When I was a kid, I remember my father would often say, “Never say hate.” We could dislike someone or something, but we were advised not to have such strong negative emotions that we weren’t able to redeem our bad feelings. “I have decided to stick with love,” said Martin Luther King Jr., “Hate is too great a burden to bear.”
The Talmud makes a fascinating assumption about hate. We can control it. A judge is not allowed to judge a case if he is too emotionally invested in a litigant: “One who loves or one who hates” cannot judge fairly, concludes the Talmud [BT Sanhedrin 27b]. But it’s unclear what constitutes hate until the passage continues: “One who hates is referring to anyone who, out of enmity, did not speak to the litigant for three days.” Hate is temporary. At most it lasts three days and then subsides. It would seem that perhaps a judge in an ancient Jewish court could technically preside over a case of someone he hated if three days had passed from the time he was most resentful and angry.
This is rather astonishing and is based on an assumption about the way Jews are supposed to interact as a community. “The Jewish people are not suspected” of hate.

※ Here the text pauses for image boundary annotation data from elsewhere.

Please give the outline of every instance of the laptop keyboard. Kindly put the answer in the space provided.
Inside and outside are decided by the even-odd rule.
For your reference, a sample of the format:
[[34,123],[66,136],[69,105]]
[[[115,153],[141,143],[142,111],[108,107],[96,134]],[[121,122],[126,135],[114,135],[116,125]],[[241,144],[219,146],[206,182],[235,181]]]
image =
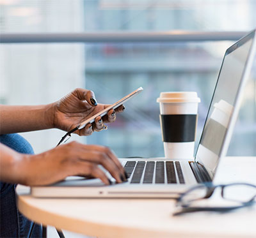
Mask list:
[[184,184],[179,161],[127,161],[124,169],[131,184]]

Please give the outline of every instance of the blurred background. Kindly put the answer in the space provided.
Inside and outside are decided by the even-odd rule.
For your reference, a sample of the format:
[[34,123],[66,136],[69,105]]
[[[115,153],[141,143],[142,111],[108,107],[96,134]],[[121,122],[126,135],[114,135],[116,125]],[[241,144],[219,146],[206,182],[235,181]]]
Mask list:
[[[156,103],[161,91],[197,92],[197,144],[225,51],[256,27],[254,0],[0,0],[0,37],[8,36],[0,45],[1,103],[49,103],[76,87],[93,91],[98,103],[112,103],[145,89],[107,131],[72,137],[109,146],[120,158],[164,155]],[[182,36],[198,32],[207,39]],[[227,40],[230,32],[240,36]],[[84,40],[92,33],[95,40]],[[163,33],[170,33],[170,41]],[[39,37],[28,42],[27,33],[34,40],[38,33],[71,37],[70,42],[58,41],[54,34],[51,41]],[[73,41],[80,33],[84,39]],[[145,34],[129,40],[133,33]],[[15,43],[13,34],[19,36]],[[223,36],[216,40],[218,34]],[[255,62],[244,95],[228,155],[256,155]],[[48,130],[22,135],[40,152],[64,134]]]

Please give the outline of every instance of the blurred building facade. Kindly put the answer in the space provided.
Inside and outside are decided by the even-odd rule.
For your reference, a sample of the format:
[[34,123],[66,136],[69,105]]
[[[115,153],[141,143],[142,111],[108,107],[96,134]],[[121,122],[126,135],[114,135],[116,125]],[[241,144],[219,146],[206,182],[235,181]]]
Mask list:
[[[222,31],[256,27],[256,4],[250,0],[3,3],[2,33]],[[85,87],[95,92],[98,102],[111,103],[142,86],[144,92],[125,105],[125,112],[108,130],[79,140],[109,146],[119,157],[163,156],[156,103],[159,93],[198,93],[202,103],[198,141],[222,57],[232,43],[2,44],[0,97],[8,104],[46,103],[75,87]],[[256,155],[255,66],[253,69],[230,155]],[[53,130],[24,134],[40,152],[54,147],[62,133]]]

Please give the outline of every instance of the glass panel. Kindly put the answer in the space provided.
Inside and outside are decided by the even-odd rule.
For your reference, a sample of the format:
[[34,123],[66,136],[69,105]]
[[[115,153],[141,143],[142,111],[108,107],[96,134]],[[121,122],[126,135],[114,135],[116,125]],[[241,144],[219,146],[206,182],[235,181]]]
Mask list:
[[[118,116],[115,123],[109,126],[108,131],[102,132],[100,135],[94,133],[88,138],[88,142],[108,145],[120,157],[163,156],[159,105],[156,100],[161,91],[166,91],[198,93],[202,101],[198,108],[198,140],[222,57],[231,44],[218,42],[87,45],[86,87],[95,93],[98,101],[112,103],[140,86],[145,89],[140,95],[126,103],[125,111]],[[228,154],[255,153],[255,130],[252,130],[255,127],[255,114],[252,113],[252,110],[255,110],[255,94],[251,87],[253,84],[255,80],[251,80],[250,87],[246,89],[244,100],[250,101],[249,105],[244,103],[246,108],[243,109],[231,143],[230,148],[236,148],[236,152],[230,150]],[[250,124],[246,124],[249,121]],[[249,126],[250,131],[247,129]],[[244,147],[237,142],[240,138],[244,141]]]
[[1,0],[2,32],[250,31],[253,0]]
[[[0,31],[248,31],[256,25],[255,6],[252,0],[0,0]],[[198,140],[222,57],[232,43],[1,44],[0,103],[50,103],[84,84],[99,102],[112,103],[141,86],[144,92],[116,122],[88,142],[108,145],[120,157],[162,156],[156,102],[160,91],[198,91]],[[256,155],[253,68],[230,155]],[[26,135],[38,152],[55,146],[63,131]]]

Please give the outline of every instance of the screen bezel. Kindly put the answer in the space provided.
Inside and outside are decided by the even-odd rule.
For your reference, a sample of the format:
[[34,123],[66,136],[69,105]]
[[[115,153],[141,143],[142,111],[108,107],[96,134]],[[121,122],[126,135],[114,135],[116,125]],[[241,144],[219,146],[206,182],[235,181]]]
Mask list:
[[211,108],[212,106],[212,100],[214,98],[214,96],[215,94],[215,91],[216,89],[217,88],[218,84],[218,82],[219,82],[219,79],[220,79],[220,73],[221,72],[221,70],[222,70],[222,67],[223,65],[223,63],[225,59],[225,57],[228,55],[229,54],[230,54],[231,52],[232,52],[233,51],[236,50],[237,48],[239,48],[239,47],[241,47],[241,45],[244,45],[245,43],[246,43],[248,41],[252,40],[252,45],[251,45],[251,47],[249,51],[249,54],[248,54],[248,57],[247,58],[246,61],[245,62],[244,64],[244,68],[243,70],[243,71],[242,73],[242,76],[241,76],[241,79],[240,81],[240,84],[239,85],[238,87],[238,91],[237,93],[237,96],[235,98],[235,101],[234,101],[234,110],[233,112],[230,115],[230,118],[229,120],[229,122],[228,123],[227,125],[227,131],[226,133],[225,134],[224,138],[223,138],[223,142],[221,145],[221,147],[220,148],[220,155],[218,156],[218,163],[216,167],[216,168],[212,170],[211,168],[207,168],[207,167],[205,167],[205,168],[207,170],[208,172],[209,173],[209,175],[211,176],[211,178],[212,179],[213,179],[215,174],[216,174],[216,172],[217,170],[217,168],[218,167],[218,165],[220,164],[220,161],[221,160],[221,158],[223,156],[226,156],[227,150],[228,149],[228,145],[229,145],[229,143],[231,139],[231,137],[232,137],[232,133],[233,131],[233,129],[234,128],[235,124],[236,124],[236,119],[238,115],[238,112],[239,110],[239,105],[241,103],[241,100],[242,100],[242,93],[243,93],[243,88],[244,87],[245,85],[245,82],[246,82],[246,79],[248,78],[248,74],[250,73],[250,71],[251,69],[251,66],[252,64],[252,62],[253,62],[253,52],[255,52],[255,47],[256,47],[256,43],[255,43],[255,31],[256,29],[254,29],[253,31],[252,31],[251,32],[250,32],[247,35],[246,35],[245,36],[243,37],[242,38],[241,38],[239,40],[238,40],[237,42],[236,42],[235,43],[234,43],[232,46],[230,46],[225,52],[225,54],[224,55],[223,57],[223,59],[221,63],[221,66],[219,71],[219,74],[218,76],[218,79],[216,81],[216,84],[215,86],[215,88],[214,90],[214,93],[212,94],[212,99],[211,100],[211,103],[209,107],[209,109],[208,109],[208,112],[207,112],[207,114],[206,116],[206,119],[205,119],[205,121],[204,125],[204,128],[201,134],[201,137],[199,141],[199,144],[197,146],[197,149],[196,149],[196,154],[195,156],[195,161],[196,162],[198,162],[204,165],[204,163],[202,163],[202,161],[200,161],[200,160],[197,160],[196,158],[196,155],[197,153],[198,152],[198,148],[199,146],[200,145],[201,143],[201,140],[202,138],[202,135],[204,133],[204,131],[205,130],[205,124],[206,124],[206,122],[207,121],[207,119],[209,118],[209,114],[210,113],[210,109]]

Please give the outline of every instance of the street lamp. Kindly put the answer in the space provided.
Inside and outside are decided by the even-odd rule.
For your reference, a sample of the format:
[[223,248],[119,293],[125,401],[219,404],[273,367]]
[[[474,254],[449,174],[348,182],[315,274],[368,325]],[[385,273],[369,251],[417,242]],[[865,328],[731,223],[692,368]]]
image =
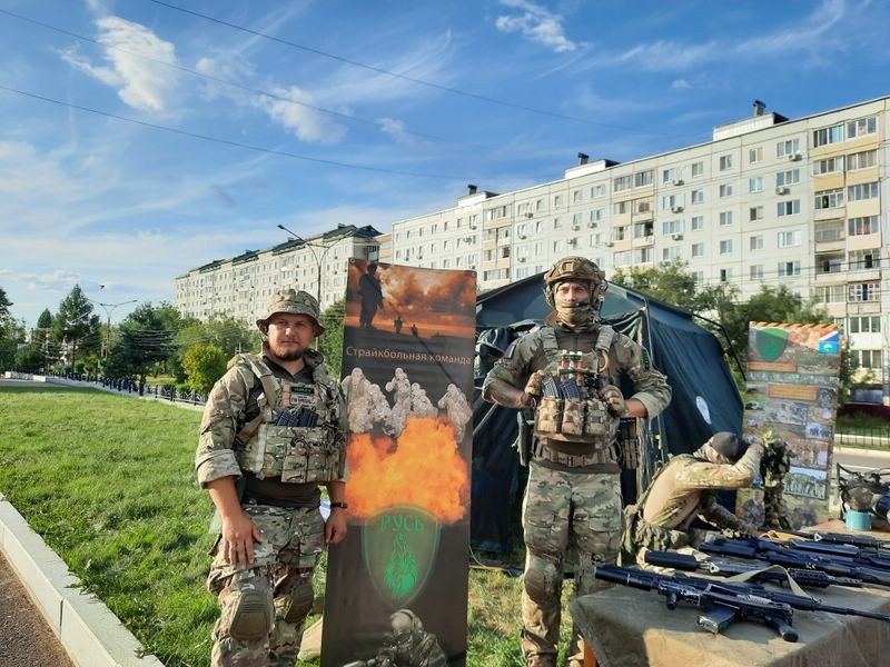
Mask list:
[[[105,289],[105,285],[100,285],[99,289]],[[108,348],[111,344],[111,313],[115,312],[115,308],[118,306],[126,306],[127,303],[136,303],[139,299],[130,299],[129,301],[121,301],[120,303],[102,303],[101,301],[96,301],[95,299],[90,299],[86,297],[86,299],[90,303],[96,303],[97,306],[101,306],[102,310],[105,310],[106,315],[106,329],[105,329],[105,346],[102,346],[102,359],[108,359]]]
[[[298,233],[290,231],[284,225],[279,225],[278,229],[286,231],[287,233],[293,236],[296,240],[300,241],[304,246],[309,248],[309,250],[312,251],[313,257],[315,258],[315,263],[318,265],[318,285],[316,287],[315,298],[318,300],[318,308],[322,308],[322,265],[325,261],[325,255],[327,255],[327,251],[330,250],[336,245],[336,241],[334,243],[330,243],[329,246],[325,246],[324,243],[315,243],[313,241],[307,241]],[[320,257],[315,251],[316,248],[322,248],[324,250]]]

They will not bear false witness out of love or hate. Therefore, in legal terms, we are allowed to be witnesses even in cases of high emotion since we are assumed to be emotionally neutral when it comes to judgment. The Maharshal, Rabbi Solomon Luria (1510-1573), says that if a person is really and truly an enemy, there is a concern that he will testify falsely out of revenge or vindictiveness so we prevent him from doing so. He defies the working assumption of fairness. This view is also held by Maimonides [Book of Judges, “Laws of Testimony,” 13:15].
Later the Talmud digs deeper and asks the reason that an enemy is disqualified from being a witness and concludes, “because he feels a sense of aversion” [BT Sanhedrin 29a]. He or she cannot be emotionally neutral. The same is true with love - “he feels a sense of affinity” - say the sages of old. Love also biases good judgment. Check your emotions at the courtroom door.

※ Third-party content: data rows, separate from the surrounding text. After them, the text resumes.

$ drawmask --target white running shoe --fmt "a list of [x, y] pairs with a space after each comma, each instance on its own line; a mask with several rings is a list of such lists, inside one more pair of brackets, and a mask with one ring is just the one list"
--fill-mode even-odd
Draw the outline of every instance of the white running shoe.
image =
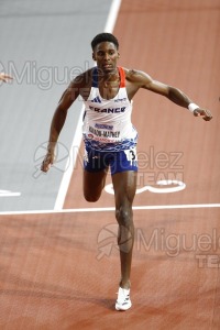
[[119, 287], [116, 310], [127, 310], [131, 307], [130, 289]]

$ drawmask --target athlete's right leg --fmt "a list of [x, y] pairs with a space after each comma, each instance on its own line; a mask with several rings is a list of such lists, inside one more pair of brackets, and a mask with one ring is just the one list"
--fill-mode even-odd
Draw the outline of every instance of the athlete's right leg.
[[84, 169], [84, 197], [87, 201], [97, 201], [106, 184], [108, 169], [88, 172]]

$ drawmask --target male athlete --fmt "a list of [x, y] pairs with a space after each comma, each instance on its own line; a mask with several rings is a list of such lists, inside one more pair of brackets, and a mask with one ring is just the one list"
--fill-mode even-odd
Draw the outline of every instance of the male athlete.
[[111, 169], [116, 198], [116, 218], [119, 223], [118, 244], [121, 261], [117, 310], [131, 307], [130, 272], [134, 224], [132, 204], [136, 190], [136, 140], [131, 123], [132, 98], [140, 88], [167, 97], [188, 109], [196, 117], [211, 120], [211, 112], [201, 109], [177, 88], [152, 79], [139, 70], [118, 67], [119, 43], [110, 33], [100, 33], [91, 42], [97, 66], [77, 76], [63, 94], [55, 110], [47, 154], [42, 170], [47, 172], [55, 160], [55, 146], [65, 123], [67, 110], [80, 96], [85, 101], [84, 118], [84, 196], [97, 201], [105, 187], [108, 168]]

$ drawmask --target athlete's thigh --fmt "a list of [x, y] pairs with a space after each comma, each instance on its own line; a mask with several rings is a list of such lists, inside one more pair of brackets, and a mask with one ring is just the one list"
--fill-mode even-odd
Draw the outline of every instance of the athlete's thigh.
[[136, 170], [119, 172], [112, 175], [116, 206], [132, 205], [136, 193]]
[[84, 169], [84, 196], [88, 201], [97, 201], [105, 187], [107, 169], [88, 172]]

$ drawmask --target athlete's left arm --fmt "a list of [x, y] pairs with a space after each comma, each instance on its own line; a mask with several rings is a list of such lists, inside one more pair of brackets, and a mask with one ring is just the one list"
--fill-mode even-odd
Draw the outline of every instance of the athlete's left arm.
[[209, 110], [202, 109], [195, 105], [188, 96], [186, 96], [178, 88], [165, 85], [157, 80], [152, 79], [147, 74], [143, 72], [135, 72], [135, 80], [140, 84], [141, 88], [148, 89], [156, 94], [167, 97], [174, 103], [189, 109], [195, 117], [201, 116], [204, 120], [209, 121], [212, 119], [212, 114]]

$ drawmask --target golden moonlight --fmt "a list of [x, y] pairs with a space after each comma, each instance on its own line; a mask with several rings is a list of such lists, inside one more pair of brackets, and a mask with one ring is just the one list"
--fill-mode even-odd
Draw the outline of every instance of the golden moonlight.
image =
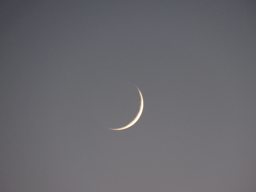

This concern about heated emotions extends to the judges themselves and not only the witnesses. Two scholars who hate each other, according to Rabbi Yossi, cannot sit in judgment as one. Their judgment is impaired. Perhaps they will care more about besting each other than doing what is fair and just for the litigant before them.
All of these laws are extensions of a biblical principle that ties hate and love together. “You shall not take vengeance or bear a grudge against your kinsmen. Love your neighbor as yourself. I am the Lord your God,” we read in Leviticus. Take the hate out of your heart so that you can love fully and authentically. Hillel distilled it into one principle: “What is hateful to you do not do to your brother.” Rabbi Akiva distilled it into another: “Loving one’s fellow is a central principle in the Torah.”
When you feel the tentacles of hate, do what is right and noble. Discuss your issue with the person who is the subject of your strong negative feelings: “Confront a kinsman and admonish him fiercely, in this way avoiding grudges and vengeance that breeds hatred...a proper attitude promotes love for one’s neighbor,” says scholar Baruch Levine in his commentary on this verse.
We are living in hate-saturated times. The Jewish assumption of character is that hate, if we experience it at all, is something that does not last long because we do not let it last long, not longer than three days. Let it go. Festering hatred is fragmenting this country and the world around us. It’s time to stand up to hate with love.